Bu ölümcül salgında insanın kendini ve hayatı sorgulamaya yöneldiği anlatılıyor.

Ailenizle, sevdiklerinizle birlikte yaşamanız artık, “kul hakkı”na aldırmayan bir zındığın öksürüğüne tıksırığına bağlıdır.

Ötesi için ağzınızla kuş tutsanız faydasızdır.

Kuş zaten hayal; elinizi ağzınıza götürmek bile ölüm demektir.

*

Şerdeki hayır ile söz girdik...

Bugünün dine - din adamlarına mesafeli Avrupa seküler düzeninde de vebanın önemli etkisi olduğu biliniyor.

Ortaçağdaki büyük veba salgınında halk bütün umudunu kiliseye ve din adamlarına bağlamış, onlardan medet ummuştu.

Yıllar süren salgın ancak yüz milyon dolayında insanın ölmesiyle hız kesmişti.

Veba nice romana, öyküye konu oldu. Aralarında, bugünün “evlere kapanın” öğüdünden esinlenen yerli- milli olanlar bile var:

“Veba salgını başlayınca, bir grup kadınla erkek kent dışında bir kır evine sığındı. Salgının geçmesini beklediler. Ölümü atlatmanın yolu kentten kaçmak ise zamanı atlatmanın yolu da sohbet muhabbet.”

“On gün boyunca, (vebanın kuluçka süresi 10 gün - koronanınki 14 gün) ateşin başına oturup hikâyeler anlatmışlar. Aşktan söz edip, bol dedikodu yapıp çokça gülmüşler. Kara ölüm diye anılan vebayı da korkusunu da unutmuşlar.” (İstanbul-İstanbul Roman, Burhan Sönmez 2016)

*

Veba asırlardır, “kara ölüm” diye anılıyor.

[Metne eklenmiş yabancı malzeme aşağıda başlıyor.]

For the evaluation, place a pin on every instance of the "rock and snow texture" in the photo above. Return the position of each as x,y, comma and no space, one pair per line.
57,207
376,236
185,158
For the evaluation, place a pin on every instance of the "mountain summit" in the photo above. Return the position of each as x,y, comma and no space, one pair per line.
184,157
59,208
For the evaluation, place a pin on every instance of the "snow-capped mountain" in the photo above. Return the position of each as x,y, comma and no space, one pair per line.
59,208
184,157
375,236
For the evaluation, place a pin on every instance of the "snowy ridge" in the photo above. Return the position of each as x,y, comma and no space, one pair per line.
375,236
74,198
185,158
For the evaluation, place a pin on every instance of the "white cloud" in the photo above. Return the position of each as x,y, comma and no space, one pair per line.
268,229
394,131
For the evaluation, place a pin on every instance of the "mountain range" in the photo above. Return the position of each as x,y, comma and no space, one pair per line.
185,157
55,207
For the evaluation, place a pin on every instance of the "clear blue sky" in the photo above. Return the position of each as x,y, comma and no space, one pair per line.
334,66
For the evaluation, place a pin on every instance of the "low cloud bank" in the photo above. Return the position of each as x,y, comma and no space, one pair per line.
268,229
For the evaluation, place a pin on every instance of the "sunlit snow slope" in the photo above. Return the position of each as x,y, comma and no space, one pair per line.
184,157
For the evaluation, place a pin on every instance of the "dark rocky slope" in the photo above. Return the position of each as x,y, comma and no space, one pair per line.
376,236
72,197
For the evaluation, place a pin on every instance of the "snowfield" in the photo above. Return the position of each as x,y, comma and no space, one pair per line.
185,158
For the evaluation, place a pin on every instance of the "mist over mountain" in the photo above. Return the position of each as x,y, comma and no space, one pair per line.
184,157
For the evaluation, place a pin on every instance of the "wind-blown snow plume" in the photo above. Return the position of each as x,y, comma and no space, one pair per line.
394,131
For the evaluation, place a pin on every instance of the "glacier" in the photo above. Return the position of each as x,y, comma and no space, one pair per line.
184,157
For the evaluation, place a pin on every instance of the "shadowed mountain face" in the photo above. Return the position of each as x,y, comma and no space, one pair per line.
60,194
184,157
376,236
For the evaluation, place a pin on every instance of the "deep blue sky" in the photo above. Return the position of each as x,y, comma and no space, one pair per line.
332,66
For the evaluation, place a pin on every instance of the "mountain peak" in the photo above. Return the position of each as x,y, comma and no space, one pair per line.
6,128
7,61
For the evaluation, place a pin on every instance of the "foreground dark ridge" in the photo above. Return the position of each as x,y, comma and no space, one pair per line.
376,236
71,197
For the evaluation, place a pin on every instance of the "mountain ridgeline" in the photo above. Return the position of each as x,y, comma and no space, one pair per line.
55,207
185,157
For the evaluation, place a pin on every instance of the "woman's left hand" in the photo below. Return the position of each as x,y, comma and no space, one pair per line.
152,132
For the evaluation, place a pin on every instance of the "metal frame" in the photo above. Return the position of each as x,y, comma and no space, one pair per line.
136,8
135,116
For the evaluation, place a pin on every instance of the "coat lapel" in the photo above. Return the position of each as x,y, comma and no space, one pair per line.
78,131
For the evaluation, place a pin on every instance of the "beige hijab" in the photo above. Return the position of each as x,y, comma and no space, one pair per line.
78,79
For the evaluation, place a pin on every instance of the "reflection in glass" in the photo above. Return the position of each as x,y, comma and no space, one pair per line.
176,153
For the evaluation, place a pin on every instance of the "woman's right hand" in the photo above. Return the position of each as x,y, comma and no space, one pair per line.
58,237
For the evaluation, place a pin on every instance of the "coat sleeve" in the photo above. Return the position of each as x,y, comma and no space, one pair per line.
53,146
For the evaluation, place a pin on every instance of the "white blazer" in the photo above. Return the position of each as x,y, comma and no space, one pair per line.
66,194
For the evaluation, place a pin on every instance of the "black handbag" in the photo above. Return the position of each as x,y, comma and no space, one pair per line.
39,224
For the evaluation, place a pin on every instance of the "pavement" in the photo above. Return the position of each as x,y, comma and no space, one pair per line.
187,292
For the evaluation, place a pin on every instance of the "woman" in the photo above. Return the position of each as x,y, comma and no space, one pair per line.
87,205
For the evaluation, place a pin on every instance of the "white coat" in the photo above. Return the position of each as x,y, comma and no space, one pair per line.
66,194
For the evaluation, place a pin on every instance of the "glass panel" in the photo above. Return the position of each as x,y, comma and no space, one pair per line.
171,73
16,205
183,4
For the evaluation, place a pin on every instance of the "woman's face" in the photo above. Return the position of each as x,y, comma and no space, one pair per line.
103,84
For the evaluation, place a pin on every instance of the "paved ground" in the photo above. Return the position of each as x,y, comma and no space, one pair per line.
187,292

Koronanın şimdilik göbek adı yok. Zaten adı yeterince itibarlı. Virüse, mikroskop altında çıkıntıları benzediği için Latince “kraliyet tacı” deniyor.

Çok şükür bizde taç geleneği yok.

Avrupa’da, Amerika’da kimi devlet adamlarının çevresinde dolanıp durması da bundan.